The app that transfers money by phone

Satispay, in other words, pay with satisfaction via smartphone. The start-up, founded two years ago by two young entrepreneurs just over thirty, marks a turning point in the system of payments and micropayments using the smartphone. It’s so radical as to lead us to consider it nothing less than a cultural revolution, and it can also contribute to combat tax evasion.

The secret? Super-low prices (free for private consumers, only 20 cents commission for shopkeepers for amounts over 10 euros and free below that amount) and, unlike the credit card circuit, it bypasses all the intermediaries between the private consumer, the shopkeeper and the bank. All it takes is a click to link Satispay users with each other. “We are confident that the new generations, having grown up with the smartphone, will quickly get used to paying for their bread at the bakery down the street using the phone” says Alberto Dalmasso, 31, from Cuneo, founder with Dario Brignone and Samuele Pinta, both 32, of Satispay (from left in the photo). In a country where 90% of payments are still made in cash, where 70% of the population uses the credit card but which has the largest number of mobile phones of any country in Europe, his claim opens incredible scenarios for everyday micropayments all the way to exchanges of money between private individuals and friends.

The App and the Satispay circuit function using the standard European SEPA code introduced in 2012, which has harmonized the system of payments in 33 European countries but that none of the banks has exploited to the fullest extent.
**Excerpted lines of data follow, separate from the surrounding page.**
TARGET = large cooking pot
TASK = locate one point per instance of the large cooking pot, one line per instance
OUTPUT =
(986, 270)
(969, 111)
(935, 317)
All it needs to work is the IBAN bank code of the users “an inviolable number even in the hands of others, while the virus-proof structure of the mobile and 180,000 euros invested for the security of the application make it much safer than the credit card or online banking” Dalmasso adds. The tenor of the company's financing partners indicates the enormous potential of the system.  Supporting the three founders, who maintain control of the Board of Directors, are none other than Jonathan Weiner and Ray Iglesias (founders of the Google Wallet project), Jon Koplin (international division manager of Google Wallet), Nicola Carbonari (founder of Autoscout24), Giuseppe Donagemma (networks vice president of Samsung Electronics) and, as industrial partner, also Iccrea Banca, which brings a dowry of 6 million clients of the Italian BCC (cooperative credit banks).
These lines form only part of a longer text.